Acts 14: 19-28
But Jews came there from Antioch and Iconium and won over the crowds. Then they stoned Paul and dragged him out of the city, supposing that he was dead. But when the disciples surrounded him, he got up and went into the city. The next day he went on with Barnabas to Derbe.
After they had proclaimed the good news to that city and had made many disciples, they returned to Lystra, then on to Iconium and Antioch. There they strengthened the souls of the disciples and encouraged them to continue in the faith, saying, “It is through many persecutions that we must enter the kingdom of God.” And after they had appointed elders for them in each church, with prayer and fasting they entrusted them to the Lord in whom they had come to believe.
Then they passed through Pisidia and came to Pamphylia. When they had spoken the word in Perga, they went down to Attalia. From there they sailed back to Antioch, where they had been commended to the grace of God for the work that they had completed. When they arrived, they called the church together and related all that God had done with them, and how he had opened a door of faith for the Gentiles. And they stayed there with the disciples for some time.
Psalm 145: 10-13ab, 21
All your works shall give thanks to you, O Lord,
and all your faithful shall bless you.
They shall speak of the glory of your kingdom,
and tell of your power,
to make known to all people your mighty deeds,
and the glorious splendor of your kingdom.
Your kingdom is an everlasting kingdom,
and your dominion endures throughout all generations.
My mouth will speak the praise of the Lord,
and all flesh will bless his holy name forever and ever.
John 14: 27-31a
Peace I leave with you; my peace I give to you. I do not give to you as the world gives. Do not let your hearts be troubled, and do not let them be afraid. You heard me say to you, ‘I am going away, and I am coming to you.’ If you loved me, you would rejoice that I am going to the Father, because the Father is greater than I. And now I have told you this before it occurs, so that when it does occur, you may believe. I will no longer talk much with you, for the ruler of this world is coming. He has no power over me; but I do as the Father has commanded me, so that the world may know that I love the Father.

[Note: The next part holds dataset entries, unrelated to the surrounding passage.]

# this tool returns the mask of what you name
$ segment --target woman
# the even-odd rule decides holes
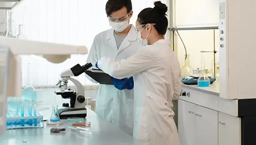
[[[134,137],[146,144],[179,145],[172,100],[180,79],[178,59],[164,40],[168,21],[166,6],[160,1],[139,14],[136,30],[148,45],[119,62],[102,58],[96,66],[118,79],[133,76]]]

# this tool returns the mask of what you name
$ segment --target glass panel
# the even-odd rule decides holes
[[[176,0],[175,3],[175,27],[217,26],[218,1]]]
[[[214,51],[214,30],[189,30],[178,31],[184,42],[187,49],[188,55],[189,55],[190,65],[194,69],[200,68],[201,66],[201,51]],[[175,33],[176,33],[175,32]],[[218,51],[219,31],[215,30],[215,48]],[[178,38],[178,55],[181,67],[185,64],[184,55],[185,54],[184,47],[179,38]],[[219,63],[218,52],[216,55],[216,62]],[[207,52],[203,54],[205,58],[205,69],[209,70],[212,68],[214,60],[214,53]]]
[[[0,136],[5,132],[9,50],[0,46]]]

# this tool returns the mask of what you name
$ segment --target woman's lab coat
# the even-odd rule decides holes
[[[159,40],[119,62],[103,57],[98,65],[117,78],[133,75],[134,137],[147,145],[180,145],[171,102],[180,70],[168,41]]]
[[[142,45],[137,40],[135,28],[131,29],[118,49],[114,30],[111,29],[97,35],[88,56],[87,63],[94,65],[103,57],[116,61],[126,59],[135,53]],[[97,83],[87,75],[90,80]],[[113,85],[99,84],[95,112],[100,116],[116,125],[132,136],[133,129],[133,90],[119,90]]]

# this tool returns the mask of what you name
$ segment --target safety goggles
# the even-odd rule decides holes
[[[144,27],[145,27],[148,24],[151,24],[151,25],[156,25],[155,24],[154,24],[154,23],[152,23],[152,24],[149,24],[149,24],[146,24],[142,25],[140,25],[140,26],[138,26],[138,27],[136,27],[135,28],[135,30],[137,32],[139,32],[140,31],[140,28],[141,27],[144,26]],[[144,29],[144,28],[143,28],[143,29]],[[142,30],[143,30],[143,29],[142,29]]]
[[[111,17],[110,16],[108,17],[108,20],[109,21],[111,22],[121,22],[125,21],[128,20],[129,18],[129,16],[130,14],[131,14],[131,12],[132,11],[130,11],[128,15],[123,17]]]

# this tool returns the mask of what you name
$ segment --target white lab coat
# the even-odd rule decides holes
[[[178,58],[166,40],[146,48],[119,62],[103,57],[98,66],[117,78],[133,75],[134,138],[148,145],[179,145],[171,109],[180,78]]]
[[[137,40],[137,33],[133,25],[118,50],[114,33],[114,30],[111,29],[99,33],[95,37],[87,63],[90,62],[94,65],[98,60],[103,57],[116,61],[126,59],[136,52],[140,46],[143,47]],[[88,76],[86,76],[92,81],[95,82]],[[100,84],[95,112],[132,136],[134,98],[133,89],[120,90],[113,85]]]

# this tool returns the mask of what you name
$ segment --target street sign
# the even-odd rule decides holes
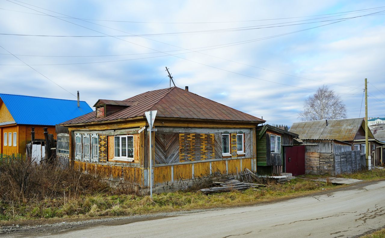
[[[138,133],[141,133],[141,132],[142,132],[143,131],[144,131],[144,129],[146,129],[146,127],[145,126],[144,126],[142,127],[141,128],[141,129],[138,131]]]
[[[146,115],[146,118],[147,119],[147,121],[148,122],[149,126],[150,128],[152,128],[152,125],[154,125],[154,121],[155,120],[155,117],[156,116],[156,113],[158,112],[157,110],[151,111],[144,112]]]

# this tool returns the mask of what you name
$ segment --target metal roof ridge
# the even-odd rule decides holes
[[[62,98],[45,98],[44,97],[37,97],[36,96],[28,96],[28,95],[22,95],[17,94],[10,94],[9,93],[0,93],[0,96],[2,95],[10,95],[12,96],[18,96],[20,97],[27,97],[28,98],[43,98],[44,99],[53,99],[54,100],[61,100],[65,101],[73,101],[75,102],[77,101],[77,100],[71,100],[70,99],[63,99]],[[85,101],[80,101],[79,102],[84,102],[87,103]]]
[[[325,120],[315,120],[314,121],[300,121],[298,122],[293,122],[293,124],[295,124],[296,123],[302,123],[303,122],[310,122],[315,121],[325,121],[327,120],[329,121],[338,121],[339,120],[352,120],[353,119],[364,119],[364,117],[355,117],[354,118],[343,118],[342,119],[325,119]],[[368,120],[368,121],[369,121]]]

St. Augustine once said to the Lord, “You have made us for yourself, and our hearts are restless until they rest in you.” Since the fall of man in the Garden of Eden, humankind has suffered as a result of our separation from God. We hurt ourselves and each other with our sins, we encounter the fallout of a broken world, and at the core of every human desire is a longing to be united to God, a longing that cannot be fulfilled in this life.
In the Gospel today, Jesus speaks about his Passion and death, which He was about to undergo. He explains that His sacrifice was necessary, both to redeem mankind from sin and to show the world His love for the Father manifested in perfect obedience, which Adam and Eve broke in the Garden. He made it possible for us to be united with God again, the way we were created to be. But perhaps the most moving part of His dialogue today is when He tells the apostles about the gift of peace He was leaving them. He knew that His friends would also suffer feeling that separation from Him, and that they had a long journey ahead before they could be reunited with Him fully in Heaven. But He assures them today that, even though He would no longer be present with them physically, it would be possible to maintain that connection to Him by embracing His peace.
Jesus’ words present both a comfort and a challenge to us. Daily life does not lend itself to peace. Between fast-paced, high-stress schedules, almost constant news of trouble close to home and around the world, and the personal burdens we carry each day, embracing the Lord’s peace requires a conscious effort on our part. In fact, if we look with worldly eyes, the call to not let our hearts be troubled can appear impossible. We might even perceive this call as another burden, causing further anxiety. But if instead we recognize it as a gift to be received, we will be able to accept the call to peace as an expression of the Lord’s love and desire to continue walking with us. We will have the strength to face whatever hardships we encounter and to see the Lord’s work in those hardships, just as St. Paul did even after the people attempted to kill him.
Take some time in prayer today to reflect on the gift of peace and how you can receive it more fully into your heart. Be assured that it is God’s will for you to walk closely with Him and to be aware of His presence by experiencing His peace in all circumstances.
Prayer: Thank you, Lord, for your abiding love, for dying on the Cross for me, and for walking with me no matter what I face this day. While I wait to be reunited with you fully in Heaven, I thank you for leaving me signs of your continued presence on earth, especially through the gift of your peace. Help me to receive this gift with gratitude and to allow your peace to permeate my heart and soul more each day. Amen.